The recent deadly wildfires that have mainly devastated the states of California, Oregon and Washington along the west coast have caused apocalyptic scenes of thick clouds of smoke in some areas. These conditions have blocked off the sun and created orange skies, poor air quality, and scorching, record high temperatures.
With these unfavorable circumstances in the lives of those living in the western part of this country, many have begun to ask the question: “What has caused these unprecedented waves of wildfires?”
According to the New York Times, while there are a multitude of reasons for this surge of burning across the west coast, including the strong Santa Ana winds that usually are present through the fall to spring months and the lack of controlled fires and burns performed in certain states such as California, much of the cause for the fires can be pointed at climate change or the warming environment.
Climate change is an issue that impacts everyone. The global temperature rise that largely began during the Industrial Age has been proven to be caused by increased greenhouse gases in the atmosphere from human activity and human-made emissions, according to NASA.
Human activity, such as the burning of fossil fuels, which includes oil, coal and other natural gases, releases emissions such as carbon dioxide into the air that builds up in the atmosphere, according to the NOAA. As NASA also reported, it is evident that our planet needs a certain amount of these greenhouse gases, as they are a natural part of the world and allow the atmosphere to trap in some of the heat from the sun and keep the planet warm and sustainable for human life.
However, NASA has also stated that excess amounts of greenhouse gases caused by humans can amplify this process, called the greenhouse effect, and cause too much heat to be trapped and create a global temperature rise.

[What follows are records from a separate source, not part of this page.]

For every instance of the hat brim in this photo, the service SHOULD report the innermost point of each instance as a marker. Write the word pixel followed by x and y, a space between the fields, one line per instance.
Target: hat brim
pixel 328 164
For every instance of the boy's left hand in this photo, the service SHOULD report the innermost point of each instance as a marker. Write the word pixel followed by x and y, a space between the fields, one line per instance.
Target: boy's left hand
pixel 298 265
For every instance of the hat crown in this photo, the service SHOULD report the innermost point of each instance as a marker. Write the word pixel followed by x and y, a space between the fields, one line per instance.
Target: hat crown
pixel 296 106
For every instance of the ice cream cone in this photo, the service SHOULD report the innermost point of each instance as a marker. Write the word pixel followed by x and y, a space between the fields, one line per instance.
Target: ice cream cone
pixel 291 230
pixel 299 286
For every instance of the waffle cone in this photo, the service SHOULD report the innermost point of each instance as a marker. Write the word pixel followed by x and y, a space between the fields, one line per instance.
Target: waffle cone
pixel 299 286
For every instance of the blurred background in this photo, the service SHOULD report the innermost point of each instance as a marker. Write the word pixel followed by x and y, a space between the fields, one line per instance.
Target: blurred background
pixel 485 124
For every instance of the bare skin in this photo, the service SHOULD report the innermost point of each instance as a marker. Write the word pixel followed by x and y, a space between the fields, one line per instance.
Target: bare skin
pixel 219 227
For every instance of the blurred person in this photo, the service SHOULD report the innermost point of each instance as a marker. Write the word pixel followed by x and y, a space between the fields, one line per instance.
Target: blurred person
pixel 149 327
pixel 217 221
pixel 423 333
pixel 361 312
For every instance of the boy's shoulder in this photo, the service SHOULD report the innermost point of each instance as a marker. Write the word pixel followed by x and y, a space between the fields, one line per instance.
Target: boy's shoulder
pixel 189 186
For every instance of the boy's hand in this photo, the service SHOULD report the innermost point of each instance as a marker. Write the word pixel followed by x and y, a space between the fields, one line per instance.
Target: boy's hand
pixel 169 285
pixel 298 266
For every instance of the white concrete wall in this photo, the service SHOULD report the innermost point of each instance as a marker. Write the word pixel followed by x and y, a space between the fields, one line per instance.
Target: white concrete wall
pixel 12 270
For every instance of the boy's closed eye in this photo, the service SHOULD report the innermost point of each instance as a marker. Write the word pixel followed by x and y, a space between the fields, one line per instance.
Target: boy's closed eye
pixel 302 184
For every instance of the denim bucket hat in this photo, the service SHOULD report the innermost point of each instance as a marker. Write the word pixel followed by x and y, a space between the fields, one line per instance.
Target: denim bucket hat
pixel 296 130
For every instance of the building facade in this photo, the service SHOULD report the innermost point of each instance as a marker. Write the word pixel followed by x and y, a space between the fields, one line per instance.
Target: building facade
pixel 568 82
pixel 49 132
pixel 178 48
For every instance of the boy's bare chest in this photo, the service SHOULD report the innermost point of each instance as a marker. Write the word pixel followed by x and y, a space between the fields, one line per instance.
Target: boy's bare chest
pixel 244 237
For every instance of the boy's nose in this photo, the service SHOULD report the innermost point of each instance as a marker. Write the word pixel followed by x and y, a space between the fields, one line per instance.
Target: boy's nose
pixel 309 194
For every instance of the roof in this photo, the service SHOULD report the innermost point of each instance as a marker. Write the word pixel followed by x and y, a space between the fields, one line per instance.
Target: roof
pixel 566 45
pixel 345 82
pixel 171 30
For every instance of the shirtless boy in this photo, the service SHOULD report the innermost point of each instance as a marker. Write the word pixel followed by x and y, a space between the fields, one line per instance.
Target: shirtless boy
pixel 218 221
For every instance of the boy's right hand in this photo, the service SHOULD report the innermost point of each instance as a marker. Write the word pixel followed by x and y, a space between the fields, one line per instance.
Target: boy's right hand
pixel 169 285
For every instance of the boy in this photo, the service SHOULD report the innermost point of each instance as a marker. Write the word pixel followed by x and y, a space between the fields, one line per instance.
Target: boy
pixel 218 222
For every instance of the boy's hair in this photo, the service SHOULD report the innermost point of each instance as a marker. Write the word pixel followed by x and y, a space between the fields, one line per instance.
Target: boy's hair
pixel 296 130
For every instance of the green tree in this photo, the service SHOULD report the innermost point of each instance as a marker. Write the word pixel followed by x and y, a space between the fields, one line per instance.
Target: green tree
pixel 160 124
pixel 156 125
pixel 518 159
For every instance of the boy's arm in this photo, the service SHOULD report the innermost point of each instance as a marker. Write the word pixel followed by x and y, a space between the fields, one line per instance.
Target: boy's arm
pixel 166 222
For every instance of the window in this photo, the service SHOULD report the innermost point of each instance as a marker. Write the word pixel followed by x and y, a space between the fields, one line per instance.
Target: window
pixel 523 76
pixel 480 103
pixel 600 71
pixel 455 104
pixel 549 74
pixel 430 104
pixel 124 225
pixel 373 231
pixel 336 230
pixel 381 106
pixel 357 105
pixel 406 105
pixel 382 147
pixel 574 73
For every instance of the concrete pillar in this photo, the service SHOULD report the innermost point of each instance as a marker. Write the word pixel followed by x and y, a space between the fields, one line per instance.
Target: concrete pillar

In general, a significant increase in the world’s temperature can cause more natural disasters and destroy some of Earth’s environments. With the potential for more disastrous natural occurrences in the future, it is vital for people to realize the dangers of climate change and make some adjustments to their everyday behavior to help reduce global warming.
A simple change that people can make is being more aware of their energy and waste production. Turning on the lights or using any electrical source adds excess carbon emissions to the environment, as reported by Science Daily.
While people obviously cannot eliminate electricity from their lives, making subtle adjustments such as turning off the lights in rooms that are not in use, using natural light in the morning and afternoon hours and unplugging unused cords and electronics can save energy and help the environment as Boston University has reported from their studies.
Other ways to help prevent climate change and help the environment includes conserving water and using less plastic.
People can use less water by taking shorter showers, preferably in five minutes, turning off the water while they are brushing their teeth, fixing leaky faucets and more. Using reusable water bottles instead of plastic bottles also helps the environment as many plastic bottles end up in landfills rather than them being recycled, as CBS News has reported.
The Washington Post reported that plastic straws also have a negative impact as they are not biodegradable and release harmful pollutants to the surrounding environment over time, which is harmful as they are not often recycled and end up in the oceans or landfills as plastic bottles do. Some alternatives to plastic straws include reusable glass straws or straws made from more natural materials such as bamboo.
While some of these changes in behavior may not seem necessary or drastic enough for everyday people to help fight climate change, all of these adjustments, even though they are subtle, will help make lasting changes to the well-being of our planet.
If every person can make some changes in their life to help save the environment, the world will be made a better place and places such as California can avoid any unprecedented waves of wildfires in the future.